Afternoon Is The New Prime Timeby Piroj Wadia April 24 2017, 2:02 pm Estimated Reading Time: 3 mins, 6 secs
Doordarshan has already been there and done that. In the mid-90s, the mandarins at Mandi House came up with an unprecedented move to create an Afternoon Prime Time, wherein a brand new soap would be telecast 2pm to 4 pm. It nudged the previous night’s repeat and instead filled it with a brand new soap with a late night repeat. Shanti and Swabhiman were the two soaps produced by India’s frontrunner production houses -- UTV and Plus Channel --who led the revolution in television content for Doordarshan. UTV’s Shanti and Plus Channel’s Swabhiman redefined television viewing in the afternoon. Housewives who were accustomed to catching up on the previous night’s episodes, were now thrilled that they had shows primarily aimed for afternoon viewing. Husbands started feeling left out and set up for recording episodes of Shanti and Swabhiman to watch at night or over the weekend.
Their popularity can best be judged by this anecdote. Shanti scored a hit with women, even senior citizens across India. Few months after its start, DD shifted it to a slot half an hour later. The first slot was just perfect for the seniors as they would turn in for the afternoon nap post Shanti. But with the shift in timings, it disrupted their nap times. The writer, then Editor of TV & Video World received a few calls from irate viewers. They even wrote letters to DD and to the producers UTV; they were even more upset if an episode was dropped because of cricket! It was the glamour and glitz of Swabhiman which had urban male viewers clamour for a repeat at night. A few more afternoon soaps followed, but none created the buzz that Shanti and Swabhiman did. Soon afternoons fell prey to repeats of previous night’s episodes. Occasionally, GECs revived the afternoon slot, but it hiccupped to a standstill. The success story of the iconic Shanti and Swabhiman couldn’t be replicated.
Now Star Plus has revived the good old afternoon viewing habit with a noon time specific line up which has no competition at the regular prime time. None of the shows bear a resemblance to content across the GECs, let alone Star Plus at Prime Time.
The afternoon slot begins with the Indian adaptation of the internationally acclaimed Turkish drama series what is Fatmagül's fault? (Fatmagül'ün Suçu Ne?).
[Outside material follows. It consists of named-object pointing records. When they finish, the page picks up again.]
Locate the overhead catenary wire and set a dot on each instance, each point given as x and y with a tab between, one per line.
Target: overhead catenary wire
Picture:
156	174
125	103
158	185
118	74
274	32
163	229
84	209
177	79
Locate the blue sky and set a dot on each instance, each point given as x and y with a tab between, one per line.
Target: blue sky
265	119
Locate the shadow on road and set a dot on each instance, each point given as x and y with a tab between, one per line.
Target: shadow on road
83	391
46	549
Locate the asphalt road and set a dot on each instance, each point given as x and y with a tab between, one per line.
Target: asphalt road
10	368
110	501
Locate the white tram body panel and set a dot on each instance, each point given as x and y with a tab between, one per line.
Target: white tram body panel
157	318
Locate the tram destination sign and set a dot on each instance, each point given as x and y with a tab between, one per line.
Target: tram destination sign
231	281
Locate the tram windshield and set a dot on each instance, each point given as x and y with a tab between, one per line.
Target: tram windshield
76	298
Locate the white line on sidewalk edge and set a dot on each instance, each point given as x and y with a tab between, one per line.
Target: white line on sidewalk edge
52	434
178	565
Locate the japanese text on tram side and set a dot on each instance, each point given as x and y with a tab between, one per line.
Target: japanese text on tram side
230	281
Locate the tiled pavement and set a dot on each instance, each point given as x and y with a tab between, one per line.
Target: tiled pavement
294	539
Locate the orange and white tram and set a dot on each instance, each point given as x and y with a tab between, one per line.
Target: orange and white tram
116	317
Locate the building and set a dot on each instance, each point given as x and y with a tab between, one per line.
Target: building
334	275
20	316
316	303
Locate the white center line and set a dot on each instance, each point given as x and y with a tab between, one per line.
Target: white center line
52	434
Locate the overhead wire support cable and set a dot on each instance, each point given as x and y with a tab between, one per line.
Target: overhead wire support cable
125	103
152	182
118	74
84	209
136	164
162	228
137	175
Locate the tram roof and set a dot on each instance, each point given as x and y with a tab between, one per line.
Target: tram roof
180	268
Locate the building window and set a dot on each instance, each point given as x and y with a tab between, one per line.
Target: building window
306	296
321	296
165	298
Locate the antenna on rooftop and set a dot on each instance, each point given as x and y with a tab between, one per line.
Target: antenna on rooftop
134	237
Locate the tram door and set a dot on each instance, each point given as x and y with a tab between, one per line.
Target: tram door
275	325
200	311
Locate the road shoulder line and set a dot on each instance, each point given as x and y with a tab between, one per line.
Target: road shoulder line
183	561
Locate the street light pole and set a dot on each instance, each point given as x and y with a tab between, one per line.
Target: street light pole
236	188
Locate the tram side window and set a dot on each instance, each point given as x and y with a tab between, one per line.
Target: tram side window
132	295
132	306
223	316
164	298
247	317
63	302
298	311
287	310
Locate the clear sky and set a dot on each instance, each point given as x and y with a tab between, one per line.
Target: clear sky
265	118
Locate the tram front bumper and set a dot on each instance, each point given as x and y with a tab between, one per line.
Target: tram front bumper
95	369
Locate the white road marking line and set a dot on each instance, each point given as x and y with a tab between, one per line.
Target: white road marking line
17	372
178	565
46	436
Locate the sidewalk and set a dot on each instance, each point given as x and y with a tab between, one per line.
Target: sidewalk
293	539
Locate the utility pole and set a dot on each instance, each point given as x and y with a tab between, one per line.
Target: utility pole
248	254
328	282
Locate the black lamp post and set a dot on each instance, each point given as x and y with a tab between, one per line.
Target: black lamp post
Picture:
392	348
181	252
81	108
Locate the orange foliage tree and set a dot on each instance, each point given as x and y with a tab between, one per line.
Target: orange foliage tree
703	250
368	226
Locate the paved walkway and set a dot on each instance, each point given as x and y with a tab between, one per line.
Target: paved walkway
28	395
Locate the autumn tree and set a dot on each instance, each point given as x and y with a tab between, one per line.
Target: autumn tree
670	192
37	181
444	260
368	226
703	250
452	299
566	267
This hit Turkish show grabbed the Indian viewers when Zindagi telecast a Hindi dubbed version. Next in line is a sequel of the hit Diya Aur Baati Hum -- Tu Sooraj Mein Saanjh, Piyaji. The other two shows are completely new – Ek Aastha Aisi Bhee and Dhhai Kilo Prem.
Kya Qusoor Hai Amala Ka tackles the sensitive subject of violation of the traumatic loss of innocence of a woman and her complex emotions. Rape and violence perpetrated against women aren’t uncommon to Indian women, they have often been subplots of commercial Hindi films or serials; but no one has addressed the emotional complexity that is a result of losing that innocence and its ramifications. But instead, the whole incident is forgotten by the perpetrators, who mostly deny their presence and well placed intervention puts an end to the incident. But no one really follows the victim’s trauma and life post the sordid event. Kya Qusoor Hai Amala Ka is a survivor’s story. Kya Qusoor Hai Amala Ka is the first Indian adaptation of a successful international television series. Are we looking at a channel driver?
The new Prime Time and Kya Qusoor Hai Amala Ka could usher a new trend -- Kitty Party Brunch.